Bize Muhammedü'bnü'l-Müsennâ ile îbni Beşşâr rivayet ettiler. (Dediler ki): Bize Muhammed b. Ca'fer rivayet etti. (Dediki): Bize Şu'be, Amr b. Murra'dan, o da Hayseme'den, o da Adiyy b.
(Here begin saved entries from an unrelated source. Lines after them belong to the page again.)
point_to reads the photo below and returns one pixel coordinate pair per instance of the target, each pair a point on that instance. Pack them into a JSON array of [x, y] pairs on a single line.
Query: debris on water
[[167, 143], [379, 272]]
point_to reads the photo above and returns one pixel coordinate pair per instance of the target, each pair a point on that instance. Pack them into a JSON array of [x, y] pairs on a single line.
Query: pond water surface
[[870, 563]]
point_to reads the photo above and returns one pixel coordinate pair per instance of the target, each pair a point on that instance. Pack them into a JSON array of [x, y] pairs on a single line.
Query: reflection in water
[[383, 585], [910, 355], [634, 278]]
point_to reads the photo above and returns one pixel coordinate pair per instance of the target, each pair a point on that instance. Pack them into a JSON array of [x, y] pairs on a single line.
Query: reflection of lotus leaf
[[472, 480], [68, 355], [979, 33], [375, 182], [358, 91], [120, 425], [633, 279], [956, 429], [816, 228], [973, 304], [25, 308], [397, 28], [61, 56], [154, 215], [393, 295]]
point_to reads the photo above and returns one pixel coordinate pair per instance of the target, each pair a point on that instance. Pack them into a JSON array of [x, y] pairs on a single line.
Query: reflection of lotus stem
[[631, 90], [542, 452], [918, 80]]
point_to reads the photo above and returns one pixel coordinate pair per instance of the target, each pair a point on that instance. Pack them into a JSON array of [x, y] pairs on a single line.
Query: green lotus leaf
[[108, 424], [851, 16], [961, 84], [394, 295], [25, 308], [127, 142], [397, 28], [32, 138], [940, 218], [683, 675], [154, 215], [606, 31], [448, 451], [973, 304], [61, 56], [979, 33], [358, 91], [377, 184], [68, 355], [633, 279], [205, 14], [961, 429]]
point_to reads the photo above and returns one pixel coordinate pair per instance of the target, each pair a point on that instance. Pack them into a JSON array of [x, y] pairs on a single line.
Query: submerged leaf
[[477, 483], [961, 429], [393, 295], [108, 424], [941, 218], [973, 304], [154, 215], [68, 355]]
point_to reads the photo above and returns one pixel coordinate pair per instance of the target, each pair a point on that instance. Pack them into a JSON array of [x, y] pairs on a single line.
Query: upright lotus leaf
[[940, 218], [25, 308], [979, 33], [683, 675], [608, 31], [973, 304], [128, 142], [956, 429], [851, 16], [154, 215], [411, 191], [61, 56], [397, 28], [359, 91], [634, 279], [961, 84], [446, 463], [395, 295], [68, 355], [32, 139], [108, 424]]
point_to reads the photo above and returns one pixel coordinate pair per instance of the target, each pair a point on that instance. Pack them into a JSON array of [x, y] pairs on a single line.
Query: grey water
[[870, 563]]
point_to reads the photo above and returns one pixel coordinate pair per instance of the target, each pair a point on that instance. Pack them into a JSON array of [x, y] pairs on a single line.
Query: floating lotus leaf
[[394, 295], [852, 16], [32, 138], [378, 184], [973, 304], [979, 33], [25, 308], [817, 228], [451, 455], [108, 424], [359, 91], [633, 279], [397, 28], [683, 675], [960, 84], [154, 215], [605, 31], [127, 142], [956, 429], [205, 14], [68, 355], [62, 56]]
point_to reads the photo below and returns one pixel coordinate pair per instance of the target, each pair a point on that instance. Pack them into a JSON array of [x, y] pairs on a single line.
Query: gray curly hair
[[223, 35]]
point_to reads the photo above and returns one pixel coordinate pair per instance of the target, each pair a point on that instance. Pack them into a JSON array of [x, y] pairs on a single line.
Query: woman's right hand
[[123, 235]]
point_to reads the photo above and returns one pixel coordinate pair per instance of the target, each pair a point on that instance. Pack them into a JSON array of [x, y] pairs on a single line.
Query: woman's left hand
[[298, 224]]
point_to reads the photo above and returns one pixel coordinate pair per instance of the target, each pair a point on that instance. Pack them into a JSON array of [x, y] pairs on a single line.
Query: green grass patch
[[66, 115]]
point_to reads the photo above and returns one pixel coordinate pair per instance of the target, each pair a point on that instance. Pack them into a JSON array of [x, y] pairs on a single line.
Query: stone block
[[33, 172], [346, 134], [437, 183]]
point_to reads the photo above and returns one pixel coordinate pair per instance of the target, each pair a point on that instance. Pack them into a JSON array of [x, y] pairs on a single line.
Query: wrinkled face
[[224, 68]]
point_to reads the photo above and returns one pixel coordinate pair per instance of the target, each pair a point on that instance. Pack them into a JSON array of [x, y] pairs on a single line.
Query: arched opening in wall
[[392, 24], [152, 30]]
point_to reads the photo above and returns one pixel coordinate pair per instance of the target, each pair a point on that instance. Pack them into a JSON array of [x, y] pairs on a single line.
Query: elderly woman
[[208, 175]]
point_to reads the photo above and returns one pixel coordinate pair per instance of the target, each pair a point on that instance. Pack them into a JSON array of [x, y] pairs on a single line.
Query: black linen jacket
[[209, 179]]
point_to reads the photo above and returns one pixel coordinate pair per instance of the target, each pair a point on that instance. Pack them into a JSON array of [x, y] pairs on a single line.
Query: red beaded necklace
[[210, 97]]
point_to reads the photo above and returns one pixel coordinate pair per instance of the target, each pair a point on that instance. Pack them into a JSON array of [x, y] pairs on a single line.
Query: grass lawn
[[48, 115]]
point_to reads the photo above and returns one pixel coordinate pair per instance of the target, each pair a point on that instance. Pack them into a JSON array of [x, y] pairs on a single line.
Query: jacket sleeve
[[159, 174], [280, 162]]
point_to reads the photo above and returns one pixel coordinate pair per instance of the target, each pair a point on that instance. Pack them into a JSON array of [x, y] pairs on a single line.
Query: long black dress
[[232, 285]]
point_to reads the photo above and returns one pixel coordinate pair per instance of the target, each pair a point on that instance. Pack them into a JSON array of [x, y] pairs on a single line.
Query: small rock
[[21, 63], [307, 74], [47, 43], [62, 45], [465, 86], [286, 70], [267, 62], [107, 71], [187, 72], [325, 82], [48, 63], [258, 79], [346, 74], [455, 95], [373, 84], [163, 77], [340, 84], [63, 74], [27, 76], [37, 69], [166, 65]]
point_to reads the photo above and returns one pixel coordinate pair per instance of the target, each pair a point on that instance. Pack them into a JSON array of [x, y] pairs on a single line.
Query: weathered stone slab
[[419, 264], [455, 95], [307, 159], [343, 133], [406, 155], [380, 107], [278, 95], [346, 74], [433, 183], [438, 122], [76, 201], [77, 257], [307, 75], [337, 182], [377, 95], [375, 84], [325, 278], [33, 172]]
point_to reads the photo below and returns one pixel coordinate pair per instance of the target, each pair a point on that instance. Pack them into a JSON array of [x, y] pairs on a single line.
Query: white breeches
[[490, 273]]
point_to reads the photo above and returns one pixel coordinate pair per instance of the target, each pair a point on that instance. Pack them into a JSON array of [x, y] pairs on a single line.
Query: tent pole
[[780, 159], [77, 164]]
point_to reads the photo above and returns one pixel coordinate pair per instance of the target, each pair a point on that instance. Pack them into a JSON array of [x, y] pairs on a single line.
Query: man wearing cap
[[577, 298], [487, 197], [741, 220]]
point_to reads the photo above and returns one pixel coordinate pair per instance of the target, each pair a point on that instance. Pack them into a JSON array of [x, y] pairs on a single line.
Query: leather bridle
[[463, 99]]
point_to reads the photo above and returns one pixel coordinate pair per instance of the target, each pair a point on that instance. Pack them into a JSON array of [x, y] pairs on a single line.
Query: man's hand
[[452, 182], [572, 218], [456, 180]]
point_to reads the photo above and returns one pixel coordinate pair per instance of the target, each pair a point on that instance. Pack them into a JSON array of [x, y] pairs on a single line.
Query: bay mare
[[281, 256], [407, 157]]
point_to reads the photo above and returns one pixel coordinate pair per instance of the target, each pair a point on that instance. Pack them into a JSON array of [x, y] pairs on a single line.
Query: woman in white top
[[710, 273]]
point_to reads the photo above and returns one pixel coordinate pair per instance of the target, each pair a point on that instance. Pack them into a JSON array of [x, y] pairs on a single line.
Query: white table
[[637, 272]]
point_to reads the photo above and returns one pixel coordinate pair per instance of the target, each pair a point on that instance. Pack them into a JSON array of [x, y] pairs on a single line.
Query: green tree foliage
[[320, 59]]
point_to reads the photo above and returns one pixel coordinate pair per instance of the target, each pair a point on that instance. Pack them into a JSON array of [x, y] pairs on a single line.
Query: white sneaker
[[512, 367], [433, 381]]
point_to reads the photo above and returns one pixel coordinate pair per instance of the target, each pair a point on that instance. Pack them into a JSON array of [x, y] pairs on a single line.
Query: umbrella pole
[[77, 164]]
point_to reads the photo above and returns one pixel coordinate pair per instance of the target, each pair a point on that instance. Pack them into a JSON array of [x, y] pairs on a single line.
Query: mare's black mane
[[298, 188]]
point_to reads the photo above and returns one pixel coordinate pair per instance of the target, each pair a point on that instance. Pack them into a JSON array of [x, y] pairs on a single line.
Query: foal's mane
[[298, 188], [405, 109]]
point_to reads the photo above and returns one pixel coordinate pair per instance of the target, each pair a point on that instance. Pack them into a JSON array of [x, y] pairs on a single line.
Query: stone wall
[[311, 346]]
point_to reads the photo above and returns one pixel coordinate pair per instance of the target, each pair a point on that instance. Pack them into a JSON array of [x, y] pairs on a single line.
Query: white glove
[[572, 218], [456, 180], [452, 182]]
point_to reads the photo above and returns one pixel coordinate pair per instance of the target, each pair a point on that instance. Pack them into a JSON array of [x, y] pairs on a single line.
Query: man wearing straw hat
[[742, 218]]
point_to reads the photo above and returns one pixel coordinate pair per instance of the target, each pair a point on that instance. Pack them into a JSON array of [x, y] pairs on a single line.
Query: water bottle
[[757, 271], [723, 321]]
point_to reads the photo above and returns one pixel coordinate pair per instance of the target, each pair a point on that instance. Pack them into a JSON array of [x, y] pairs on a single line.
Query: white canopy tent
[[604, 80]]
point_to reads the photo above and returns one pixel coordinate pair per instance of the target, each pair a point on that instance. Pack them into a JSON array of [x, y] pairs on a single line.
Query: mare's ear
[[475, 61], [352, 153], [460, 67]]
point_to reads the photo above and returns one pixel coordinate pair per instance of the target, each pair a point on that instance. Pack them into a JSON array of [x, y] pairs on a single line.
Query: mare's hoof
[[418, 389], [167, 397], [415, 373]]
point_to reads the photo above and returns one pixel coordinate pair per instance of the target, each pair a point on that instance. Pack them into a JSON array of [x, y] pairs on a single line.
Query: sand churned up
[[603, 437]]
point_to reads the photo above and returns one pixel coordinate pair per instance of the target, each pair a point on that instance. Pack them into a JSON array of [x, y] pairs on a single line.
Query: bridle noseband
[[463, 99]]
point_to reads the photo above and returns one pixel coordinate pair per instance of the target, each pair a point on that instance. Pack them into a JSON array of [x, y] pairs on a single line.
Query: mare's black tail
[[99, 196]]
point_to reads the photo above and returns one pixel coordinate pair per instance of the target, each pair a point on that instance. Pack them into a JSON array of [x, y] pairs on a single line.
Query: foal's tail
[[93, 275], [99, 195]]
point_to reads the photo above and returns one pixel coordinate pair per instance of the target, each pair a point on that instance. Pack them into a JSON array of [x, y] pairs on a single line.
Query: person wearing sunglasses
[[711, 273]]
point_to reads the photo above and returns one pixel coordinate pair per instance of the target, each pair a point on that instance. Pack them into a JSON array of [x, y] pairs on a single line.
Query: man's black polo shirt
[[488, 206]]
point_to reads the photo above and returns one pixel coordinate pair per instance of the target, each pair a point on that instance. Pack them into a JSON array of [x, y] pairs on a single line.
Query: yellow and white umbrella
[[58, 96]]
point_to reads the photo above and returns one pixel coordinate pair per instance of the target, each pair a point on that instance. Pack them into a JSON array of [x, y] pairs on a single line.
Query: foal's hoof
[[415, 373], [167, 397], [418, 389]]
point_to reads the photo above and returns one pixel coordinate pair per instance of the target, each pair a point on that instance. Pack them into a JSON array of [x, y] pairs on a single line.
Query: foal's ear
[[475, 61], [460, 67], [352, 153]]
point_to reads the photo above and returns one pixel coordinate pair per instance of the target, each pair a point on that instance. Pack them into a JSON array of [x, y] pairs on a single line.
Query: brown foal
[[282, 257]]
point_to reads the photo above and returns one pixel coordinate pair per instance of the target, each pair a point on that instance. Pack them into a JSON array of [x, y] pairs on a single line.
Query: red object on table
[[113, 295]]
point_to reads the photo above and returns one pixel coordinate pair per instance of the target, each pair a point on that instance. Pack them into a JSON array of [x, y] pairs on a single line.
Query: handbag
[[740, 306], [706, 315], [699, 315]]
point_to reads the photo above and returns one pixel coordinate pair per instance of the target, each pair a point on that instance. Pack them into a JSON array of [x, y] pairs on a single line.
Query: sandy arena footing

Hâtim'den, o da Resulullah (Sallallahu Aleyhi ve Sellem)'den naklen rivayet etti ki, Efendimiz üç defa cehennemi anarak, ondan (Allah'a) sığınmış. Yüzü ile de sakınmış. Sonra:

 

«Yarım hurma ile bile olsa cehennemden korunun onu da bulamazsanız (hiç ofmazsa} güzel bir sözle (cehennemden sakının.)» buyurmuşlar.

 

 

İzah:

Bu hadisi Buhârî «Zekât» bahsinin bir-iki yerinde ve «Kitâbu'r-Rukaak»'da tahrîc ettiği gibi imam Ahmed, îbni Huzeyme ve Îbni Ebî'd-Dünyâ dahî muhtelif râvîlerden tahric etmişlerdir.

 

«Tercüman»: Başkasının sözünü tefsir ve îzâh eden kimsedir.

 

Aynî diyor ki: «Resulullah (Sallallahu Aleyhi ve Sellem)'in:

 

Sağına bakacak; Ahirete gönderdiği şeylerden başka bir şey göremiyecek... ilâ ahir... buyurması: Temsil kabilindendir. Çünkü insan başı dara geldiği vakit sağına soluna bakınarak yardımcı arar.»

 

Bâzıları: Bundan murâd: Kaçacak yol araması olabilir. Cehennemi gören kimse ondan kurtulmak için kaçacak bir yol arar fakat Allah'ın takdir buyurduğu cehennem yolundan başka bir şey göremez.» demişlerdir.

 

Eşâha kelimesinin mânâsı hakkında bir çok sözler söylenmiştir. İmam Halil b. Ahmed ile diğer bir takım ulemâya göre bu kelime: Uzaklaştırdı, çevirdi; mânâlarına gelir. Ekser-i ulemâya göre: Korundu ve bir işte ciddiyet gösterdi, demektir.

 

Bâzıları: gelen; diğer bâzıları: Kaçan, mânsına geldiğini; bir takımları da: Arkasındakine mâni olarak, sana doğru gelen, demek olduğunu söylemişlerdir.

 

Nevevi’ye göre: Burada bu mnâların hepsi kastedilmiş olabilir. Yâni Resulullah (Sallallahu Aleyhi ve Sellem) sanki cehennemi görüyormuş gibi korunmuş yahut cidden îzâha çalışmış veya konuşarak muhatabına yönelmiş yahut kaçan kimse gibi çekinerek cehennemden korunmayı tavsiyede bulunmuştur.

 

Güzel sözden murâd: Nasihat ve tâlim gibi şer'an tâat sayılan sözlerdir.